7. Ceza Dairesi Esas No: 2018/1023 Karar No: 2020/19469 Karar Tarihi: 23.12.2020
5607 sayılı Kanuna muhalefet - Yargıtay 7. Ceza Dairesi 2018/1023 Esas 2020/19469 Karar Sayılı İlamı
Özet:
Asliye ceza mahkemesinde görülen bir davada sanığın 5607 sayılı kanuna muhalefet suçundan hüküm giydiği ve müsaderenin kararlaştırıldığı belirtiliyor. Ancak, yasal düzenlemelerden kaynaklı olarak dosyanın tekrar incelenmesi gerektiği vurgulanıyor. 7242 sayılı yasa ile 5607 sayılı yasa arasındaki değişiklikler ve eklemeler dikkate alındığında, sanık lehine hükümler içerdiği ve kovuşturma aşamasında etkin pişmanlık uygulamasının yürürlüğe girdiği ifade ediliyor. Bu nedenle, yasal koşulların oluşup oluşmadığının saptanarak yeniden bir değerlendirme yapılması gerektiği belirtiliyor. Kararda geçen kanun maddeleri ise şöyle: 5607 sayılı Kanunun 3/22, 5/2 ve geçici 12. maddesi, 7242 sayılı Kanunun 61. ve 63. maddeleri, 5237 sayılı TCK'nın 7. maddesi ve 1412 sayılı CMUK'nun 321. maddesi.

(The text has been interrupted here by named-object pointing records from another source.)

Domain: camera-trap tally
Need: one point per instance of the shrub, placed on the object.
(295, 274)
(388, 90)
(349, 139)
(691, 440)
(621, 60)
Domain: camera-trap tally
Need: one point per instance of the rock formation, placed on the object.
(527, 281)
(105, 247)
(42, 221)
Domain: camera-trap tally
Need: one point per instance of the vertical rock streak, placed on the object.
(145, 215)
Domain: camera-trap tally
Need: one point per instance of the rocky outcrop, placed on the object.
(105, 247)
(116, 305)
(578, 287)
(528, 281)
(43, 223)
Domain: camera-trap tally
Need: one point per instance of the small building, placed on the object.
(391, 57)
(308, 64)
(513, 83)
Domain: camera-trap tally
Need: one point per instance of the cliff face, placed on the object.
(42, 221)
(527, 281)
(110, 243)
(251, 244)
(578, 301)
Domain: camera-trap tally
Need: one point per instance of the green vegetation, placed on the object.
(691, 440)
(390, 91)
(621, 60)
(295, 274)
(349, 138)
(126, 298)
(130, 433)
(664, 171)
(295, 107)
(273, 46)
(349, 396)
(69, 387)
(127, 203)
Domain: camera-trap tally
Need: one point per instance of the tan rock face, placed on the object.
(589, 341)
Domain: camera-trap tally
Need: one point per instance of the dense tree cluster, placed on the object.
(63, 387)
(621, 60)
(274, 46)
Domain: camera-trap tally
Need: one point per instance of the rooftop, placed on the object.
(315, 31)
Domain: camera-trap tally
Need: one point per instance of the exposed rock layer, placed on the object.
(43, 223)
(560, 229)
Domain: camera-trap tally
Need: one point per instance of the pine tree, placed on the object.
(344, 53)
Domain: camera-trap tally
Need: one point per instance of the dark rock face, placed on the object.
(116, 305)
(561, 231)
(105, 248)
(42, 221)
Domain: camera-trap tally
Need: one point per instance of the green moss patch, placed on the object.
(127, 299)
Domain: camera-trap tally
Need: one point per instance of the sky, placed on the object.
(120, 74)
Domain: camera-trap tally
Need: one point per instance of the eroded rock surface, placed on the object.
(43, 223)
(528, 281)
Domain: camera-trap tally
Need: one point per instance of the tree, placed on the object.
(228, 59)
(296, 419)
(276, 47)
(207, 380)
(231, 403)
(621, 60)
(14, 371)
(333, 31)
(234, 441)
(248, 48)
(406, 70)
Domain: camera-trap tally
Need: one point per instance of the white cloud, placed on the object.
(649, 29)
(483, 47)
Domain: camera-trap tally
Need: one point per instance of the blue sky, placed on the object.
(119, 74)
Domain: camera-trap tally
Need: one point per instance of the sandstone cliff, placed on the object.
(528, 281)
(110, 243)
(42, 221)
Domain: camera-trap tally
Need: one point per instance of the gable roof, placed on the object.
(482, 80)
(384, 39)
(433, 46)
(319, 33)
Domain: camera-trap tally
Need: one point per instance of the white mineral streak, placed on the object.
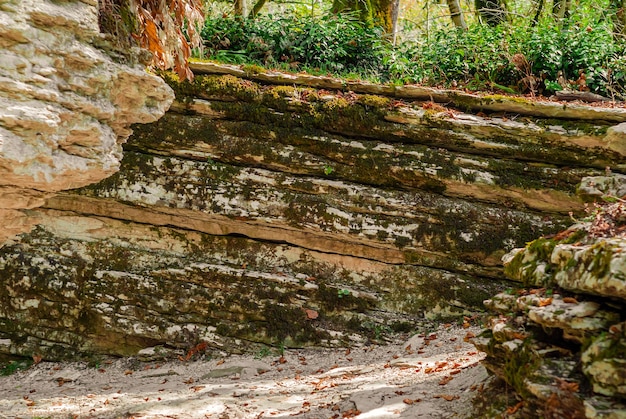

7. Ceza Dairesi 2018/1023 E. , 2020/19469 K.
"İçtihat Metni"
MAHKEMESİ :Asliye Ceza Mahkemesi SUÇ : 5607 sayılı Kanuna muhalefet HÜKÜM : Hükümlülük, müsadere
Yerel mahkemece verilen hüküm temyiz edilmekle; başvurunun nitelik, ceza türü, süresi ve suç tarihine göre dosya okunduktan sonra Türk Milleti adına gereği görüşülüp düşünüldü; Hükümden sonra 15.04.2020 tarihli Resmi Gazete"de yayımlanarak yürürlüğe giren 7242 sayılı Yasanın 61. maddesi ile 5607 sayılı Yasanın 3/22. maddesine eklenen "Eşyanın değerinin hafif olması halinde verilecek cezalar yarısına kadar, pek hafif olması halinde ise üçte birine kadar indirilir." şeklindeki düzenlemenin sanık ... lehine hükümler içermesi, yine aynı Yasanın 62. maddesi ile değiştirilen 5607 sayılı Yasanın 5/2. maddesine eklenen fıkra uyarınca kovuşturma aşamasında etkin pişmanlık uygulamasının olanaklı hale geldiği anlaşılmakla, 5237 sayılı TCK"nun 7. maddesi ve 7242 sayılı Yasanın 63. maddesi ile 5607 sayılı Yasaya eklenen geçici 12. maddenin 2. fıkrası gözetilerek ilgili hükümlerin yasal koşullarının oluşup oluşmadığının saptanması ve sonucuna göre uygulama yapma görevinin de yerel mahkemeye ait bulunması zorunluluğu, Bozmayı gerektirmiş, sanık ..."nin ve katılan ... İdaresi vekilinin temyiz itirazları bu itibarla yerinde görülmüş olduğundan, hükmün 5320 sayılı Yasanın 8/1. maddesi gereğince yürürlükte bulunan 1412 sayılı CMUK"nun 321. maddesi uyarınca sair yönleri incelenmeksizin BOZULMASINA, 23.12.2020 tarihinde oy birliğiyle karar verildi.